A pair of nice reads on Snakes on a Plane and online fandom

Here is a somewhat-less-hypefilled-than-the-norm look at some of the questions raised by The Snakes on A Plane/Snakes on A Blog phenomenon:

Regardless of how the movie turns out, a line is being crossed here, and it raises questions that don’t have quick answers. Should audiences have a hand in how a movie is made, even an out-and-out crowd-pleaser? At what point does a director become part of the marketing team? Is this a bad thing or does it just rubber-stamp a practice increasingly part of the cost-conscious film industry? Can studios even hope to control the use of the blogosphere as a marketing tool? They’ll certainly try.

“I’ve gotten calls from filmmakers asking how we can do this again,” says www.Snakesonablog.com‘s Finkelstein.

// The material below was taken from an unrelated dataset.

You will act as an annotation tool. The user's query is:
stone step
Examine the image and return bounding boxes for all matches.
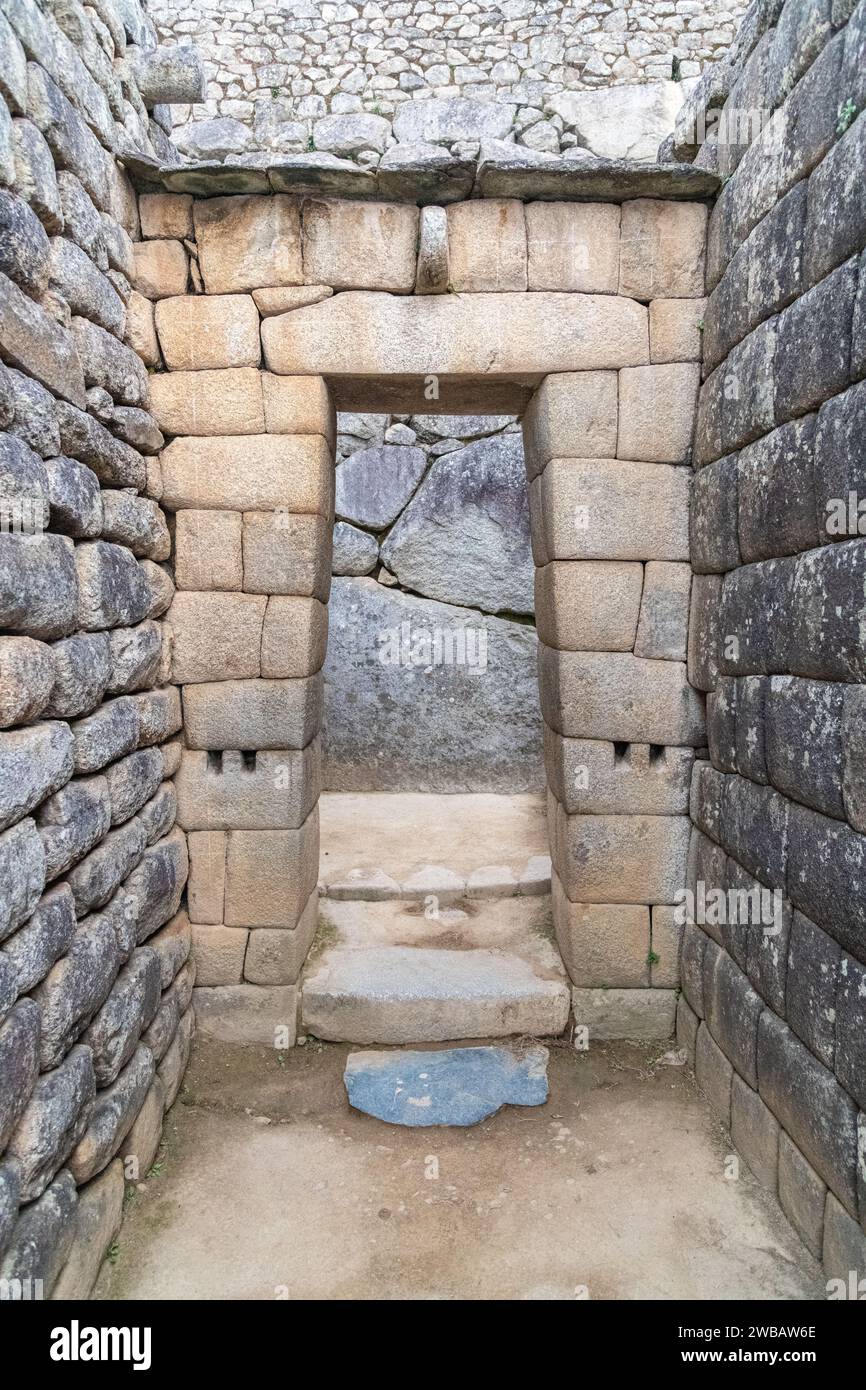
[302,898,570,1044]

“I’m sure you’ll see other movies with silly titles. The very smart thing New Line did, though, was to do nothing. No posters, no trailers. They recognised people were attracted to it on their own. And people, online especially, are very aware of what’s organic and what’s false, and if it’s false they shy away.”

For a sharp academic analysis, see Henry Jenkins’s take on how this phenomenon combines fan power, trash-media aesthetics, fan-made media, and a Hollywood that was game to play along.

Samuel L. Jackson on the wisdom of online fans vs. “people who sit in offices”

Samuel L. Jackson, whose new film Snakes on a Plane owes more to bloggers than any film in history, envisions a new world of film making in which producers work with fans from the start:

“It’s the next step in what’s going to happen. There are so many people who are aware of films because of the information highway and most times people who sit in offices have no idea what’s going on in the real world.

“Fortunately for New Line (studio), this happened and was out of hand before they were even made aware of it. The fan demands made them understand what they had.

“Eventually I think there’s going to be films like this that are of a certain genre that some smart person will invite that type of input.

“Someone will say something like, ‘I have an idea for a film, and here’s my idea. How do you think this should play out? Who should be in it? How long should it be? Should it be one parts, two parts, or three parts?’

“The interaction from the fans will fuel this whole thing and make those people feel like they are such a part of the film. If you got a dollar from all those people you can make the film.”

Great to see someone recognize fan creativity as a business asset rather than a threat to intellectual property rights.

On the limits of fan power

One of the core issues in fandom is the ongoing power struggle between fans and those who produce the materials around which they organize. Analysts tend to focus on how the internet has empowered fans, but as this piece by Tom Dorsey on fan efforts to save cancelled tv shows points out:

In the old days of snail mail it was harder to whip up a save-our-show campaign because there was no central meeting place for outraged fans to assemble.

Now the Internet serves as the perfect gathering spot to try to raise a ruckus. There are several sites that allow people to select their killed-off show from a laundry list and sign the online petition.

Some offer people a place to pen their frustration. Petitionspot.com is one. You can Google TV show petitions for others or search by show name.

But there is little reason to believe that network executives ever visit any of these sites. They’ve made up their minds by the time the ax falls, and there won’t be a change of heart for several reasons.